Положение становилось катастрофическим. Пришлось втянуть в бой все наши части. Дрались мы отчаянно, но все же нас было слишком мало, чтобы сломить наступающую на нас массу. На нашем фланге, которым командовал генерал А. П. Богаевский, было немало потерь, и силы наши таяли чуть ли не по минутам. Наш храбрейший генерал Казанович уже неоднократно просил генерала Богаевского о поддержке, на что тот только указывал на небо.
– Бывало и хуже, ваше превосходительство, в германскую, но умели как-то выходить из положения, на то у нас теперь весь мозг командования. Им виднее, когда нужна поддержка, – ответил он на четыре просьбы о присылке пополнения.
Но в это время наш фланг дрогнул… Мы готовы были отступить. Но куда, думал каждый из нас, когда со всех сторон лезут на нас сотни.
Видя это, генерал Богаевский решил обратиться к генералу Корнилову, который не замедлил прислать нам «поддержку» в количестве 10 пехотинцев и нескольких конных, но это, конечно, была только капля в бушующем море. Но и эта горсть была помощью, ибо она была сильна духом.
Красные теснили наши фланги со всех сторон, и положение становилось все опаснее, что, видимо, и учел сам генерал Богаевский, решивший обратиться снова к Верховному. На это последний с неудовольствием ответил, что сегодня он не узнает генерала Богаевского – ведь ему уже послана поддержка, и больше посылать нечего…
К вечеру сорокинцы, видя, что нас не сломить, начали медленно отходить. Наши воспользовались суматохой красных и на одном из флангов перешли в атаку, окончательно сломив врага. В это время корниловцы уже входили в станицу. Наши потери, по сравнению с красными, были 1 на 30, если не больше, но среди них было много раненых, требовавших серьезного ухода и покоя, что, к сожалению, армия предоставить им не могла. Оставление же не только раненых, но и убитых в боях там, откуда мы уходили, было Верховным очень строго запрещено, и часто за подводами с ранеными следовали подводы с убитыми. Вот за это Корнилов и был нашим кумиром – ему были дороги не только здоровые или раненые бойцы, но и убитые.
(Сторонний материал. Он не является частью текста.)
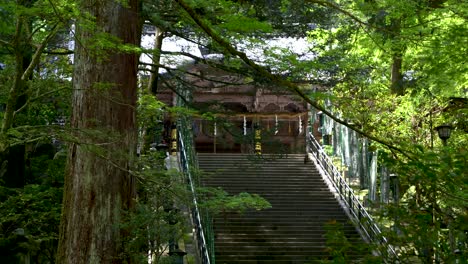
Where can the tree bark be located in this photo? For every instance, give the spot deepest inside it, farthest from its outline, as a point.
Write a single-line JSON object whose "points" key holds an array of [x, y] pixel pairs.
{"points": [[98, 185]]}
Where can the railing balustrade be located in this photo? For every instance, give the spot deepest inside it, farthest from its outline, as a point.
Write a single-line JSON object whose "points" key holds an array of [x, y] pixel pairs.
{"points": [[200, 219], [346, 194]]}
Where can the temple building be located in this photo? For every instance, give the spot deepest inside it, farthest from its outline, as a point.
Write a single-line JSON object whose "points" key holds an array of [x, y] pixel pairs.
{"points": [[236, 113]]}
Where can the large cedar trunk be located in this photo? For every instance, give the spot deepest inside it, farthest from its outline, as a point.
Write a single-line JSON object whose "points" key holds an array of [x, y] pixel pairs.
{"points": [[98, 186]]}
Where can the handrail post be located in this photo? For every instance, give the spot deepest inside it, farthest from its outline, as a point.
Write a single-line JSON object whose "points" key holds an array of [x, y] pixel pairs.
{"points": [[357, 211]]}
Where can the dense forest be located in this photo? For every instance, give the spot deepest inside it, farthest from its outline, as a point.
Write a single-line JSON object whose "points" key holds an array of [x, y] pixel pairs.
{"points": [[80, 182]]}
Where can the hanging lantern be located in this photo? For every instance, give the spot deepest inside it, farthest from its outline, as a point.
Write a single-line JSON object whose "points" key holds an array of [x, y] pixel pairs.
{"points": [[245, 126], [276, 124], [300, 125], [173, 140], [258, 138]]}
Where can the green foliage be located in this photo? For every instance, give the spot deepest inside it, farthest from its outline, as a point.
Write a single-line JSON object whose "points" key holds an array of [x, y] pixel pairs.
{"points": [[341, 250], [216, 201], [430, 222], [29, 217]]}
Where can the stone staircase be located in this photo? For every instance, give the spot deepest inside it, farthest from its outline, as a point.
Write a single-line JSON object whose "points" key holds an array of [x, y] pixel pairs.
{"points": [[292, 230]]}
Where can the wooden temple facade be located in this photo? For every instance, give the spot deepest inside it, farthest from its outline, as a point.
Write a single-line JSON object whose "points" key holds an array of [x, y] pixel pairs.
{"points": [[238, 115]]}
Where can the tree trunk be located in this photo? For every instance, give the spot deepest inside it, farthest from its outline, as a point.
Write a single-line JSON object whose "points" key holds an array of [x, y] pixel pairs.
{"points": [[98, 186]]}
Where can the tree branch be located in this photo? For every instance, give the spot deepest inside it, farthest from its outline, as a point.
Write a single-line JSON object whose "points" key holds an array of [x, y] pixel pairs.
{"points": [[37, 55]]}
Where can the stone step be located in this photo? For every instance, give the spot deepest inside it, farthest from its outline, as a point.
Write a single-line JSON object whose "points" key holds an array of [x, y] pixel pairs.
{"points": [[292, 231]]}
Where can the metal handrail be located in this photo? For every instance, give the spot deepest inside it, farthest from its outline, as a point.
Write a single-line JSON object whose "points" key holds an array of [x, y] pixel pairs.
{"points": [[357, 211], [187, 161]]}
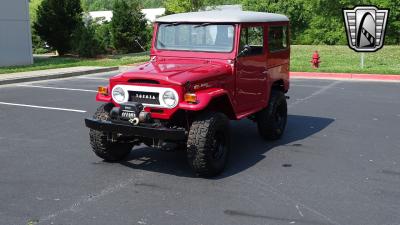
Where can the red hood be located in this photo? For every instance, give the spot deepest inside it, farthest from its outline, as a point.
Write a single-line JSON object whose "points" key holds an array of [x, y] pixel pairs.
{"points": [[176, 71]]}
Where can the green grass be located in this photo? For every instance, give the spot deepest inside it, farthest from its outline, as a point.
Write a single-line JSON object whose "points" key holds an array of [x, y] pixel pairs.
{"points": [[341, 59], [63, 62], [335, 59]]}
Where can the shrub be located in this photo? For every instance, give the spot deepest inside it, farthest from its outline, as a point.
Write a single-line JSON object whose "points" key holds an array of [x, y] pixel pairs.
{"points": [[87, 45]]}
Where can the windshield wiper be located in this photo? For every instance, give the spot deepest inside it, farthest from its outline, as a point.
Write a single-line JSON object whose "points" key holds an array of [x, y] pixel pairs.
{"points": [[172, 24], [201, 25]]}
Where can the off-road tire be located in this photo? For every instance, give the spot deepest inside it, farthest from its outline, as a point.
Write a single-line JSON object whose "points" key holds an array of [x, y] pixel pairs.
{"points": [[271, 121], [208, 144], [101, 145]]}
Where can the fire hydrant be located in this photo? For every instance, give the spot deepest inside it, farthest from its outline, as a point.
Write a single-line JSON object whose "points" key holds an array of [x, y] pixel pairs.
{"points": [[315, 60]]}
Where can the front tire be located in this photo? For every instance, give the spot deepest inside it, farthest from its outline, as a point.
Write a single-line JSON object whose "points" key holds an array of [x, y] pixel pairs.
{"points": [[102, 146], [271, 121], [208, 144]]}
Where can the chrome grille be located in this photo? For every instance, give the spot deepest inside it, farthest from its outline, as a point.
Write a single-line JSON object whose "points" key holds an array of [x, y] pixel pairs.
{"points": [[144, 97]]}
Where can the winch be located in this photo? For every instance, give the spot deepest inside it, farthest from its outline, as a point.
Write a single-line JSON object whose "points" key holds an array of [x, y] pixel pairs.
{"points": [[131, 112]]}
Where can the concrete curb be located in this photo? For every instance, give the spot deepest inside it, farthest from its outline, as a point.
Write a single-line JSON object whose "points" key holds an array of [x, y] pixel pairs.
{"points": [[345, 76], [56, 76]]}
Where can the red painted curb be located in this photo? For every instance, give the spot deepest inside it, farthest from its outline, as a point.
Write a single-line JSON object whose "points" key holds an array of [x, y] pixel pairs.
{"points": [[349, 76]]}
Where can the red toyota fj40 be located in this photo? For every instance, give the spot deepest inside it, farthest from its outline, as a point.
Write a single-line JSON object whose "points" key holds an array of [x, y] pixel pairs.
{"points": [[206, 68]]}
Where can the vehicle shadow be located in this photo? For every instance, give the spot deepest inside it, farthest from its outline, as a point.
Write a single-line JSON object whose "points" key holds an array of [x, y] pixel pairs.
{"points": [[248, 148]]}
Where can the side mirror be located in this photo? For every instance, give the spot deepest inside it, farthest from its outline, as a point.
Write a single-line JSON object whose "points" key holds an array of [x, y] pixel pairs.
{"points": [[246, 50]]}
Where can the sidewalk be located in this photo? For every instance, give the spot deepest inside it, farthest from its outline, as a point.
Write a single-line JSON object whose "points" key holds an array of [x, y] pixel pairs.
{"points": [[345, 76], [52, 74]]}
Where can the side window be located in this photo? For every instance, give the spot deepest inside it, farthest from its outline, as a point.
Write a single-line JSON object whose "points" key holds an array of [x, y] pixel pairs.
{"points": [[277, 38], [253, 37]]}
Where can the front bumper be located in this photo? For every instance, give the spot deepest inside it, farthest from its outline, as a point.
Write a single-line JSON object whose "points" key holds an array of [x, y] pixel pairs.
{"points": [[140, 131]]}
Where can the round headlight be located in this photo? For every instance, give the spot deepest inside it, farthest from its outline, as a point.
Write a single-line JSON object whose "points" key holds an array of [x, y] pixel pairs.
{"points": [[118, 94], [169, 99]]}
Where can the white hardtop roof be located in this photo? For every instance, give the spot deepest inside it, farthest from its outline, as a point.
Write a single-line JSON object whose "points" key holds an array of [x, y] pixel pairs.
{"points": [[223, 16]]}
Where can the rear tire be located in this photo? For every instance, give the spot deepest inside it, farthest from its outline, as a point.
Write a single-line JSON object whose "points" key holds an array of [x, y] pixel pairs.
{"points": [[208, 144], [101, 145], [271, 121]]}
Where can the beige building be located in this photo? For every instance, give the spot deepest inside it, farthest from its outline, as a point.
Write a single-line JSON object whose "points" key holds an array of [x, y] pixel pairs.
{"points": [[15, 33]]}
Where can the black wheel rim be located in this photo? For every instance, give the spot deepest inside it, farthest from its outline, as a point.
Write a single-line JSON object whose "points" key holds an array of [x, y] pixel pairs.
{"points": [[219, 146], [280, 116]]}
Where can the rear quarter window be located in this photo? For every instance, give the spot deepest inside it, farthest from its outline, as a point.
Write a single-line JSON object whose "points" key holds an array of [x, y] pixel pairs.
{"points": [[277, 38]]}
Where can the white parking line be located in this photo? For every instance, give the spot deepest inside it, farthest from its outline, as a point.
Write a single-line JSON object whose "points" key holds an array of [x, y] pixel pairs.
{"points": [[55, 88], [42, 107]]}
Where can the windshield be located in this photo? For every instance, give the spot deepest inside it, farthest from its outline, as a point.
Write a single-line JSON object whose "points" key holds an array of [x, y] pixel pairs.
{"points": [[195, 37]]}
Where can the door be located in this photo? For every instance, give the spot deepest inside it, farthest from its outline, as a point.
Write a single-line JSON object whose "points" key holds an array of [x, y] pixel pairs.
{"points": [[251, 69]]}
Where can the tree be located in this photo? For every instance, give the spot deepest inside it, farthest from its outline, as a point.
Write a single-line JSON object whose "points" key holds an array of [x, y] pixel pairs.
{"points": [[180, 6], [128, 27], [38, 46], [56, 22]]}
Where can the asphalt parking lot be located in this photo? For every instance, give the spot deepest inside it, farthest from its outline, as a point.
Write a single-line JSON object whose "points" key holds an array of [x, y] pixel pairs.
{"points": [[338, 163]]}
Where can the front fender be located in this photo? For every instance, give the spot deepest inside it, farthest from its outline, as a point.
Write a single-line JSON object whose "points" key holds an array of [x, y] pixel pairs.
{"points": [[204, 97], [103, 98]]}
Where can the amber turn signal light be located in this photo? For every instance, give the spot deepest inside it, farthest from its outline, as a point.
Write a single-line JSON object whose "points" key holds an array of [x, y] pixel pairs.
{"points": [[190, 98], [102, 90]]}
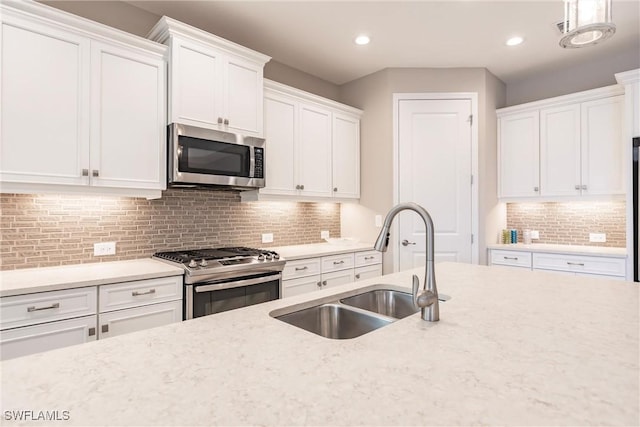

В Кореновской были похоронены павшие в бою под Лежанкой. И это, кажется, в первый раз в походе. На френче одного из убитых корниловцев я увидел университетский значек. Подойдя ближе и всматриваясь в лицо покойника, я узнал своего хорошего знакомого, с которым не раз встречался во времена «корниловского мятежа» в 1917 году – верного соратника (князя Урусова). Это был действительно рыцарь без страха. Боготворя имя генерала Корнилова и защищая его в своих речах на солдатских митингах от нападок разнузданных, распропагандированных масс, этот витязь показал себя и на деле, отдав за идею генерала Корнилова свою светлую душу.
Настроение в станице было удручающее. Ходили слухи, что Кубанское правительство и сформированные отряды оставили Екатеринодар и ушли в неизвестном направлении. Многие этому не верили до тех пор, пока это известие не было подтверждено штабом Верховного.
Выйдя на другой день из Кореновской, мы свернули на станицу Усть-Лабинскую. Красные шли по нашим следам, медленно окружая нас со всех сторон, чтобы отрезать нам путь к Кубани. Шли ожесточенные бои с потерями: для нас и для красных – в несколько раз больше наших.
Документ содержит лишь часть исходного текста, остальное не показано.